Starcia w Lipsku, policja mogła użyć nadmiernej siły
W Lipsku, na wschodzie Niemiec, podczas zorganizowanej w niedzielę wieczorem demonstracji przeciw policji wybuchły starcia. Aresztowano kilka osób. Niektórzy funkcjonariusze są podejrzani o stosowanie nieproporcjonalnej do sytuacji siły fizycznej - pisze w poniedziałek „Berliner Zeitung”
Do zamieszek doszło w dzielnicy Connewitz. Rzecznik lipskiej policji Olaf Hoppe powiedział, że funkcjonariusze zostali obrzuceni materiałami pirotechnicznymi, butelkami i kamieniami.
Aresztowano kilka osób, do rozpędzenia manifestantów użyto czterech armatek wodnych, nad dzielnicą krążył policyjny helikopter.
Według policji, początkowo około 150 osób zgromadziło się na demonstracji pod hasłem Walka z faszystami w mundurach. W trakcie protestu liczba uczestników wzrosła do 300.
W pewnym momencie w stronę policjantów poleciały materiały pirotechniczne. Policja mówiła o „dynamicznej sytuacji”, w trakcie której przeprowadzono kontrole osobiste, a kilka osób zostało otoczonych przez funkcjonariuszy.
Policja w Lipsku poinformowała także o doniesieniach o przemocy ze strony funkcjonariuszy.
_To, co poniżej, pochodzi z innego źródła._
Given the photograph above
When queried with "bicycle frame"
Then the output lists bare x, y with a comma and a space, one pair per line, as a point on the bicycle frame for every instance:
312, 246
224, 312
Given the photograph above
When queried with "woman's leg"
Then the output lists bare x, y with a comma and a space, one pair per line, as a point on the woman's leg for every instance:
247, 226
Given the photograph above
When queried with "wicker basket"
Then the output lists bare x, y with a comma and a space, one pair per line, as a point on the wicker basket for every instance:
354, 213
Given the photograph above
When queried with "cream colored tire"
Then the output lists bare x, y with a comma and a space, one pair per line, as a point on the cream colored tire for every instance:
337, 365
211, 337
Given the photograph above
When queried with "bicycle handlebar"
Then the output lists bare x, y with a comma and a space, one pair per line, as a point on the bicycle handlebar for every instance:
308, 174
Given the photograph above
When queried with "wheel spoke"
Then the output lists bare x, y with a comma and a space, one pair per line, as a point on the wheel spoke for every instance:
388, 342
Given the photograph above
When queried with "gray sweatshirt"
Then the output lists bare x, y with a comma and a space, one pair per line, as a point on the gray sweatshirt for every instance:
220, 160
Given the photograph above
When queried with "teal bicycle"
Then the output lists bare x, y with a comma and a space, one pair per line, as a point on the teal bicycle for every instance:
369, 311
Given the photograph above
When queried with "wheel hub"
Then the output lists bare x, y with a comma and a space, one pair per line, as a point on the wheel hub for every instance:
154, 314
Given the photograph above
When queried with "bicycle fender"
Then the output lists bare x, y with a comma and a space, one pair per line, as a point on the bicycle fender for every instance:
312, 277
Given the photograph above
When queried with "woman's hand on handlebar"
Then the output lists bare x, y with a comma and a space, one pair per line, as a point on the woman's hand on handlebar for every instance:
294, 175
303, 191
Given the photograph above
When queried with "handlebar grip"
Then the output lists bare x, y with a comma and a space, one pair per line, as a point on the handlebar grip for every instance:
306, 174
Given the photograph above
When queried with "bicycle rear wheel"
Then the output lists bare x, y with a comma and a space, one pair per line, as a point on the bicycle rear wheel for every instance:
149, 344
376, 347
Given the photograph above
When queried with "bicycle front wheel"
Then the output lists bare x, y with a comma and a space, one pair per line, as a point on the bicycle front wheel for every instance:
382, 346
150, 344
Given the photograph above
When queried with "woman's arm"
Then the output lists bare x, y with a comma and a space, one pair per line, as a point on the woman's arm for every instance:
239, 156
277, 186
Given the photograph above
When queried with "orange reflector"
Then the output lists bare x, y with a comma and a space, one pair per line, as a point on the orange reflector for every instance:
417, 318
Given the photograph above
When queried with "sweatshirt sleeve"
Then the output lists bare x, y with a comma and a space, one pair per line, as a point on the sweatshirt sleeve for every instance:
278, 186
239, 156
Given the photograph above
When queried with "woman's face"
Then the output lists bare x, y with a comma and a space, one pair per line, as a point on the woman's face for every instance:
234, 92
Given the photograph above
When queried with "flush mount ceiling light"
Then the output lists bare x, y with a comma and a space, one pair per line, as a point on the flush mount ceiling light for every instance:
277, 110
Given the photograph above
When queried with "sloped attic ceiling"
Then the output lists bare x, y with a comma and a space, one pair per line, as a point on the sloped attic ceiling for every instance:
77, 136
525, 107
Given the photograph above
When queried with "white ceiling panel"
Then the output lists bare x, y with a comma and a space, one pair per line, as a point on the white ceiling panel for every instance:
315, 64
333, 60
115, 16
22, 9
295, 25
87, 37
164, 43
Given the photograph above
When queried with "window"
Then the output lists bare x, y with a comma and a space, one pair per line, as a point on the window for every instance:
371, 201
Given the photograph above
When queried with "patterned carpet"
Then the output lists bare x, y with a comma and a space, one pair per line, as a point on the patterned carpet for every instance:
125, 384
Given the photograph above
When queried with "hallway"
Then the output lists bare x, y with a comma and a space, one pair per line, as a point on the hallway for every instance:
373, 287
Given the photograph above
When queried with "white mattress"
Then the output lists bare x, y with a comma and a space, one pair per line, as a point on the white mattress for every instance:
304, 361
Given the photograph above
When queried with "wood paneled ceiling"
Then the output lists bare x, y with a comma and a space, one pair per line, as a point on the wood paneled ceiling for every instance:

Kilku policjantów rzekomo użyło „nieproporcjonalnej siły fizycznej”. Rozgłośnia Mitteldeutsche Rundfunk donosi o nagraniach wideo, na których widać, jak funkcjonariusze policji uderzają leżących na ziemi ludzi.
Rzecznik policji powiedział w niedzielę wieczorem, że pojawiły się doniesienia, iż niektórzy funkcjonariusze nie zawsze zachowywali się w całkowicie profesjonalny sposób.